Oggi a Napoli è una bellissima giornata, meravigliosa. C’è il sole che scalda, che mi asciuga le lacrime. E come si dice qui: “Quanno jesce ‘na jurnata ‘e sole pigliatella, pecchè chella malamente sta arreta ‘a porta!” E perciò, uscito stamani dal “Fatebenefratelli” di via Manzoni a Posillipo, ho fatto il "giro largo" per andare alla Stella. Me ne sono andato in macchina per via Caracciolo, via Partenope, … ho rivisto la città, l’arco del golfo, la sagoma-madre del Vesuvio, il Sole, … piangevo, … ma ho anche respirato: v’immaginate se ci fosse stato anche il freddo ed il nebbione del Nord? Non sarebbe stato peggio? Saluti, scusate questo intermezzo triste, ma anche di speranza, ... non ho voluto “mancare”, nonostante tutto, Eduardo Alamaro

2 commenti:

Anonimo ha detto...

Grazie, Eduardo, per averci fatto partecipi di questo tuo momento prezioso. Ti siamo vicini.
Carla

Anonimo ha detto...

caro eduardo
la morte di un genitore è una vitamina nera, una vitamina a lento rilascio. e noi siamo qui per farti compagnia, da lontano adesso, da vicino quando verrai a trovarci. la comunità provvisoria serve anche a questo, serve a dare attenzione al dolore degli altri. ti mando una poesia scritta di recente in occasione della morte del padre di un amico. un abbraccio f.a.

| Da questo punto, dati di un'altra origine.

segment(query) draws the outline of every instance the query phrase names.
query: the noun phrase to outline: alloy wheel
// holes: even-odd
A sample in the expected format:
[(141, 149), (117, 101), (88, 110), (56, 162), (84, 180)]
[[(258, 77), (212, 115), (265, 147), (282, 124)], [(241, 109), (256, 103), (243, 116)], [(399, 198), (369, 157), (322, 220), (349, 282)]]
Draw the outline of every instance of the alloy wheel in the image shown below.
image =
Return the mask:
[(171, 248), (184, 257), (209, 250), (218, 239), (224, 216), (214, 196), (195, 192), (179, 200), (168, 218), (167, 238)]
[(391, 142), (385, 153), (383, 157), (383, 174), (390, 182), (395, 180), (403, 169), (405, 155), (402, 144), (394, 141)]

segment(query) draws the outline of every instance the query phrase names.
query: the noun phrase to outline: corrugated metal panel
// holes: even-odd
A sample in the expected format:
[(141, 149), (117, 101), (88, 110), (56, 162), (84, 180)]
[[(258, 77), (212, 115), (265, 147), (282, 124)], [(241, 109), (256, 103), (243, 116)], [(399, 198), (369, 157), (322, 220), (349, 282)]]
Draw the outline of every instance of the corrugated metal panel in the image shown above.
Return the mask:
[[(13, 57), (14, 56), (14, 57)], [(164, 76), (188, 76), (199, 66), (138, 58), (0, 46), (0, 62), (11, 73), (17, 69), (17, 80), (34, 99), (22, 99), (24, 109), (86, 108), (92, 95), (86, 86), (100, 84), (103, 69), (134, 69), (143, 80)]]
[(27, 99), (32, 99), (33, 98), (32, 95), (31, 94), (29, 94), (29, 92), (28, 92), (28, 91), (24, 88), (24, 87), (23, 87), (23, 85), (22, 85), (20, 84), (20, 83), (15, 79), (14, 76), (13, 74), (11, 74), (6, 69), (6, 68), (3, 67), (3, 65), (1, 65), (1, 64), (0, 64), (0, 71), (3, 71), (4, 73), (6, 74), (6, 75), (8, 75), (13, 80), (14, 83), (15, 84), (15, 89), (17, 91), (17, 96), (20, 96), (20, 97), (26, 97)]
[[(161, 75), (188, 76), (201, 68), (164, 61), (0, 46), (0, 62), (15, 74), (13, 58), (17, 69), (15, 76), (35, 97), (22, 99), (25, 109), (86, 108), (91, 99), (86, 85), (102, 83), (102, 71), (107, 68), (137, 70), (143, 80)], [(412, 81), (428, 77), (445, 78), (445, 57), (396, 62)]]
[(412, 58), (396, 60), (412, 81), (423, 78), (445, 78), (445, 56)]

Il padre di Pietro e Lucia

Era uno degli ultimi a uscire in piazza
a parlare con chi si può parlare
a tacere con chi si può tacere.
Adesso penso alla sua faccia ossuta
nel silenzioso mezzogiorno
del paese.
L’ultima volta che l’ho visto
portava un bastone
come si porta una matita.
Da lui volevo sapere
chi era morto chi se n’era andato
dalla sua strada
una delle più lunghe
in questo impero delle porte chiuse.
Ma non volevo rubargli
il fiato che serviva per uscire
a raccogliere
le briciole della vita
sulla tovaglia distesa
tra l’edicola e il camposanto.
Una grigia neve di ottobre
lo ha portato via.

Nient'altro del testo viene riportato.